Facts about the annual haj or Muslim pilgrimage
MECCA, Saudi Arabia
MECCA, Saudi Arabia (Reuters) - The annual haj pilgrimage starts in the holy city of Mecca on Monday. Here are five facts about the event, the largest regular religious gathering in the world.
-- The haj is one of the five basic obligations of a Muslim, along with a short creed, prayer, giving alms, and fasting during the month of Ramadan. Every Muslim who has the means should perform the pilgrimage at least once in his lifetime.
-- The haj is older than Islam and took place annually during the childhood of the Prophet Mohammad when he grew up in Mecca in the late 6th century. Muslims trace its origins to an ancient monotheistic cult associated with the prophet Ibrahim, known to Jews and Christians as the patriarch Abraham.
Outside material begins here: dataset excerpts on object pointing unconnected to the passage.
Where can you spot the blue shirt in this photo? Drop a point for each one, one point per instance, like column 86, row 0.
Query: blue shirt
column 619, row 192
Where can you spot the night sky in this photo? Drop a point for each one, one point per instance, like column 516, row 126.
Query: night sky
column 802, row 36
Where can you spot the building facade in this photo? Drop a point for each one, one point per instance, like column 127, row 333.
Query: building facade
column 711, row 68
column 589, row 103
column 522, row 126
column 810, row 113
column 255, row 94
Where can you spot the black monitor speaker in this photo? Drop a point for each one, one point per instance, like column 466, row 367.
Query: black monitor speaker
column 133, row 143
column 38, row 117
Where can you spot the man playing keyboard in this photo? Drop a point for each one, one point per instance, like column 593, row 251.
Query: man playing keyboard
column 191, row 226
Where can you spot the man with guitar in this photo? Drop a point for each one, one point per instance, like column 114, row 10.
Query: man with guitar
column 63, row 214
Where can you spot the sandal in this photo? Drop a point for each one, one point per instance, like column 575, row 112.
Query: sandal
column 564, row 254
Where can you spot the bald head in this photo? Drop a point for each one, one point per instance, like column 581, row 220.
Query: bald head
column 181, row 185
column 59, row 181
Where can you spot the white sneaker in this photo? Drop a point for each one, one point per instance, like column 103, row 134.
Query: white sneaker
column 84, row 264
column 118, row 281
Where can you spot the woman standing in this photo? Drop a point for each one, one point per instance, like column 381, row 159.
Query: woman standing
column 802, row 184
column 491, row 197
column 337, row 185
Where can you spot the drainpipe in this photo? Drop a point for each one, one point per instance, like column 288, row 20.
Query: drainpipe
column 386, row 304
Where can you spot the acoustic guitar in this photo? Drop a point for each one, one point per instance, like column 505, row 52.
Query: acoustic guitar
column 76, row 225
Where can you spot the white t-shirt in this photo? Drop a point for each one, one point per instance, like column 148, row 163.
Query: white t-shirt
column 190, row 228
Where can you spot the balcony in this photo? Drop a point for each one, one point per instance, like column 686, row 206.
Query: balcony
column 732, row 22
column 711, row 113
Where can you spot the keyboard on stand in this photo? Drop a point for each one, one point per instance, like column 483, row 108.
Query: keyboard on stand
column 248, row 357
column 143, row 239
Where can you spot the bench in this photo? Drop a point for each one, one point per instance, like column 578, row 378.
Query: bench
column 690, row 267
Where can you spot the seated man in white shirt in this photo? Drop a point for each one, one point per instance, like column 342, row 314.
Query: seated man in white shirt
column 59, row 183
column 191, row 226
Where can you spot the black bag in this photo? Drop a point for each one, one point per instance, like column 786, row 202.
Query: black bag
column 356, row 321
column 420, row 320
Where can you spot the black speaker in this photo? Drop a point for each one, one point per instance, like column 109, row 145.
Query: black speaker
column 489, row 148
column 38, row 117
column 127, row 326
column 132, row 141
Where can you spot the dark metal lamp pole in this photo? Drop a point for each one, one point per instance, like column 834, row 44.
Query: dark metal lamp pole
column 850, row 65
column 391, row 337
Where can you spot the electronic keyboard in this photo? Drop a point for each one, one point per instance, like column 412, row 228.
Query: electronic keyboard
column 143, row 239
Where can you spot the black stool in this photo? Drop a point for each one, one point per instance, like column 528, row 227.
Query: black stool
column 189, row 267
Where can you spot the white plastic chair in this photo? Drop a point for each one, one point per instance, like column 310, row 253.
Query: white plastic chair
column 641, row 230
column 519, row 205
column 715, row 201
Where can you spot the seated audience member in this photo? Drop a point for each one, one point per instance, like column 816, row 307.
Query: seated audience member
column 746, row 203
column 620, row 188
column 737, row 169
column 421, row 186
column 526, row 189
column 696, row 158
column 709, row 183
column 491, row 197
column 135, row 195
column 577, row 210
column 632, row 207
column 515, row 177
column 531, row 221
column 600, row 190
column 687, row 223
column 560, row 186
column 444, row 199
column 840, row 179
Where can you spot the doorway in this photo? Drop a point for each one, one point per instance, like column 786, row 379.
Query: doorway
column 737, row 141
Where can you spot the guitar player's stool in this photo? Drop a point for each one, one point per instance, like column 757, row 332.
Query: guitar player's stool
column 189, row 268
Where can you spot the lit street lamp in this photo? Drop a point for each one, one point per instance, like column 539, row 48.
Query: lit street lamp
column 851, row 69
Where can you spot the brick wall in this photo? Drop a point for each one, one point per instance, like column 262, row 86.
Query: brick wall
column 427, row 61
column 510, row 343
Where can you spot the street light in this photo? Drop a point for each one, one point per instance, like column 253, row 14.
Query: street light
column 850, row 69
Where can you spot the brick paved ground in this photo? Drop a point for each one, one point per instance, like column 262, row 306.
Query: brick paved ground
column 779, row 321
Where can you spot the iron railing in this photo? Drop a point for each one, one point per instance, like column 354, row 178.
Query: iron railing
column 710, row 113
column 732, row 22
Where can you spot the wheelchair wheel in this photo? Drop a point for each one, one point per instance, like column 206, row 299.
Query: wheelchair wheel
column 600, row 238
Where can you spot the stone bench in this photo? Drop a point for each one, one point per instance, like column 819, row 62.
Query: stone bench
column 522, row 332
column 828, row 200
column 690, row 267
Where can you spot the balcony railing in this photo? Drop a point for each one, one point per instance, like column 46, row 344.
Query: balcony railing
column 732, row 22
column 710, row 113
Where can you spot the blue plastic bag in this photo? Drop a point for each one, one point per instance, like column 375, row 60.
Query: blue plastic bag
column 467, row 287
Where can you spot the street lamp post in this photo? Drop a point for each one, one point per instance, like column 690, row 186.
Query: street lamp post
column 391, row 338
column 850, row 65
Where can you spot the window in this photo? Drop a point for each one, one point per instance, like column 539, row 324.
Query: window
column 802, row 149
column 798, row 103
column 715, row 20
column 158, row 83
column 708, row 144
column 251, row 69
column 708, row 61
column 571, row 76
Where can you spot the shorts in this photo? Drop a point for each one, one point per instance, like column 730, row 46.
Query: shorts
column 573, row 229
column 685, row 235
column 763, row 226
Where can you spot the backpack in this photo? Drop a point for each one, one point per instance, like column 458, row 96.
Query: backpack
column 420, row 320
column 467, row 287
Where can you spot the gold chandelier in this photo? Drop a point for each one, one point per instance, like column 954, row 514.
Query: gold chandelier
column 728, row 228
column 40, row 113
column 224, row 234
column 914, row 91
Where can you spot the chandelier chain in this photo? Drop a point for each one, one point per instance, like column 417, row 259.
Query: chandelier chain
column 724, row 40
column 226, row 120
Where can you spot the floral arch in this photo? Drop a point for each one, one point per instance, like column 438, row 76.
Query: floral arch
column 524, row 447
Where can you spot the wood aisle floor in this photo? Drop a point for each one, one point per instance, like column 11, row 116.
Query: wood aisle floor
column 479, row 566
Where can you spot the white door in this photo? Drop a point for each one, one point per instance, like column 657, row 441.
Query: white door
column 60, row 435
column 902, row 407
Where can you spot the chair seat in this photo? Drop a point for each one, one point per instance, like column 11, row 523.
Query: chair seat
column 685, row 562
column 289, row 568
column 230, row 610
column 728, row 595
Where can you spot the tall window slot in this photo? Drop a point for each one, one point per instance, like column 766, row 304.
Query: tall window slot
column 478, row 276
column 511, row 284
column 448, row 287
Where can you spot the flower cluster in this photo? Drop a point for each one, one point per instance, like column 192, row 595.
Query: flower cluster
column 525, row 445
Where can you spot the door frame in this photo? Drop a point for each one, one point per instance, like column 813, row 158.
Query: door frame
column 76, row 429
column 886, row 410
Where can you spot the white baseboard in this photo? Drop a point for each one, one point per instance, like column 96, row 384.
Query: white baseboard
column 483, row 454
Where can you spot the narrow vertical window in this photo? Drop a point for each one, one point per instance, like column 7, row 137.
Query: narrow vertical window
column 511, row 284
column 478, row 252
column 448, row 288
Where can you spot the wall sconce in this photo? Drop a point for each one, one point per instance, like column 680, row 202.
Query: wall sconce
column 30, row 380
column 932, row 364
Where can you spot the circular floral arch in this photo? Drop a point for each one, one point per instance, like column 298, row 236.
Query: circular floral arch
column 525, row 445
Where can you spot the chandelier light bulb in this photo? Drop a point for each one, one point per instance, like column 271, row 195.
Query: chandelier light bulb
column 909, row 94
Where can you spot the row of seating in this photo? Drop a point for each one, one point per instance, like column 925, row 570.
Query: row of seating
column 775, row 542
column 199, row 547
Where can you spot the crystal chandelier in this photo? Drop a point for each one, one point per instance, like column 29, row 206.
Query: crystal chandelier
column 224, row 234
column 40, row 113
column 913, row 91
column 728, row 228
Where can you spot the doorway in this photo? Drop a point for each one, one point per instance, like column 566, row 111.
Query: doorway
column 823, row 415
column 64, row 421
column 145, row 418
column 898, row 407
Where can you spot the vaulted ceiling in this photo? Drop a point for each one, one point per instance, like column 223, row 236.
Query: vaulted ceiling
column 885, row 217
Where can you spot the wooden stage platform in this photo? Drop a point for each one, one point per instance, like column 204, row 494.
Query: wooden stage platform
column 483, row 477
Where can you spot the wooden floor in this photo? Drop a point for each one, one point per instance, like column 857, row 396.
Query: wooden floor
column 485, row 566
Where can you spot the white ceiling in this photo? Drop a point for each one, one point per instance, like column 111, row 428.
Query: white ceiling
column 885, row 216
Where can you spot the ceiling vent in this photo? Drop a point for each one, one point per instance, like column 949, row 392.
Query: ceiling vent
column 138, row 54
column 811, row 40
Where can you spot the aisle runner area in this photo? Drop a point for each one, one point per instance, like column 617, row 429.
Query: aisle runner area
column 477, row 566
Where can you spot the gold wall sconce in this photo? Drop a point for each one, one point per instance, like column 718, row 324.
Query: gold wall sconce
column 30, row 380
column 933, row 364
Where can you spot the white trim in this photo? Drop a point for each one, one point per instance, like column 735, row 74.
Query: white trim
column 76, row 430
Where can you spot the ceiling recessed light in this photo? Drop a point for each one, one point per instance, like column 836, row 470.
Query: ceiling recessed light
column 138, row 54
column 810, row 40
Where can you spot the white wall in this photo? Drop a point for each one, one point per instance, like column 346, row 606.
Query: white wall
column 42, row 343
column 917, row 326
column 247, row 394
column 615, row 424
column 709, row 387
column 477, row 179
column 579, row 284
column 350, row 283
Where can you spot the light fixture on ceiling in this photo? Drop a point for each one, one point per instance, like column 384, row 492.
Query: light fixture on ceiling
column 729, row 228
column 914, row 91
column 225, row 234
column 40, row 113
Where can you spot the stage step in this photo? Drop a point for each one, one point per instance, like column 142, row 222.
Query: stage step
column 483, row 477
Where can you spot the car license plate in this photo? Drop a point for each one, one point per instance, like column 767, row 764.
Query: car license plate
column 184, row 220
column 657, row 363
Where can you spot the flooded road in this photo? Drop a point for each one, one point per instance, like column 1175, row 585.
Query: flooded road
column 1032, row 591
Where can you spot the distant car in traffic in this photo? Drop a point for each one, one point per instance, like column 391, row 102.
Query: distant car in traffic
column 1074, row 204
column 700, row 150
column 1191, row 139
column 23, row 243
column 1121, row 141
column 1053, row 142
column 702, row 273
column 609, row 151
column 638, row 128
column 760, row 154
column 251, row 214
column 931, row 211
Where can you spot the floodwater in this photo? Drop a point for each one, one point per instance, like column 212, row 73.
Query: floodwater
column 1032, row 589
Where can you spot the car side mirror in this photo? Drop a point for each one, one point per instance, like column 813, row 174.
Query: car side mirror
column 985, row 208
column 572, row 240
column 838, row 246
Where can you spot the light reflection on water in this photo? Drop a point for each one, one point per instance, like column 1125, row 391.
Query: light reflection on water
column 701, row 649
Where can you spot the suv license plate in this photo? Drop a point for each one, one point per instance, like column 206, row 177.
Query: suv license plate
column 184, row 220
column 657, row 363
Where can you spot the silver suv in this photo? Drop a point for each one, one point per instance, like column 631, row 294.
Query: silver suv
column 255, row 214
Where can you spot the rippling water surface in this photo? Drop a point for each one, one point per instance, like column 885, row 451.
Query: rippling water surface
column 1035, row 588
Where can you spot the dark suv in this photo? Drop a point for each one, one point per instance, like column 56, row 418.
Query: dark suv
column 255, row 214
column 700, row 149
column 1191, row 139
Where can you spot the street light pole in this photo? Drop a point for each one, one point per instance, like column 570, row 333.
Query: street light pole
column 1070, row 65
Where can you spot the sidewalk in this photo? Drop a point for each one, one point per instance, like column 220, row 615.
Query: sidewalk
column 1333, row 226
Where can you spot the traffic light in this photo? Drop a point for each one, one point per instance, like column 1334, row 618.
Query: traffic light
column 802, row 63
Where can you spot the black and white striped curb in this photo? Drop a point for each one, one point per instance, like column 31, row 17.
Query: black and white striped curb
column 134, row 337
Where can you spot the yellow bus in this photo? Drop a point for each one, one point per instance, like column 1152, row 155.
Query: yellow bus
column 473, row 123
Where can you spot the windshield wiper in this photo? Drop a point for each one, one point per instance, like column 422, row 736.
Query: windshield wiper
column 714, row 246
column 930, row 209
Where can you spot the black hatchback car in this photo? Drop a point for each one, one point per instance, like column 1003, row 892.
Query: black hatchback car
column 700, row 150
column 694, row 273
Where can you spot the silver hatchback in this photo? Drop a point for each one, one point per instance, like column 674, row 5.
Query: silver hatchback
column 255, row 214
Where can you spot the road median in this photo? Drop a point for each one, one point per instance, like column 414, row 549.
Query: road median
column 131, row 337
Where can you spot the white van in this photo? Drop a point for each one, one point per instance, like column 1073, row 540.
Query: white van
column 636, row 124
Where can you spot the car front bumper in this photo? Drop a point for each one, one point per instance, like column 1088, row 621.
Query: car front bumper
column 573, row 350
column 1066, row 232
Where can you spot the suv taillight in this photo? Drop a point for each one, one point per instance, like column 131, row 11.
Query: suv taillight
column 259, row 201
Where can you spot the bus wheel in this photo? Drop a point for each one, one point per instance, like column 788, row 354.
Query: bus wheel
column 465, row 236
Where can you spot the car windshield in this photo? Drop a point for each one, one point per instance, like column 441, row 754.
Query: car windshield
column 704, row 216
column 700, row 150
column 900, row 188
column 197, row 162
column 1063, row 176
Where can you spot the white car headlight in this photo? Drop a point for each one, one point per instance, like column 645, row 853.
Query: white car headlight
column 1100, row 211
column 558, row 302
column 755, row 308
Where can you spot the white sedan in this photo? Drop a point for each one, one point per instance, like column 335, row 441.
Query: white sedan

-- The pilgrimage itself takes at least six days, starting on the 8th day of the lunar month of Dhul Hijja, which falls this year on Monday. But most pilgrims come earlier and first perform the rites of the umra, or lesser pilgrimage, which are confined to central Mecca.
-- The haj itinerary takes pilgrims out of Mecca to the plain of Arafat about 10 miles to the east, where they spend the afternoon of the second day. They then return to Mecca in stages, stopping on the way to throw pebbles at a wall, representing defiance of the devil. In Mecca they repeat the rites of the umra, including the circumambulation of the Kaaba, the cube-shaped stone shrine at the centre of the Grand Mosque.
-- This year 1.6 million pilgrims have entered Saudi Arabia for the pilgrimage. Pilgrims from within Saudi Arabia, either Saudis or foreign residents, will bring the total well beyond 2 million.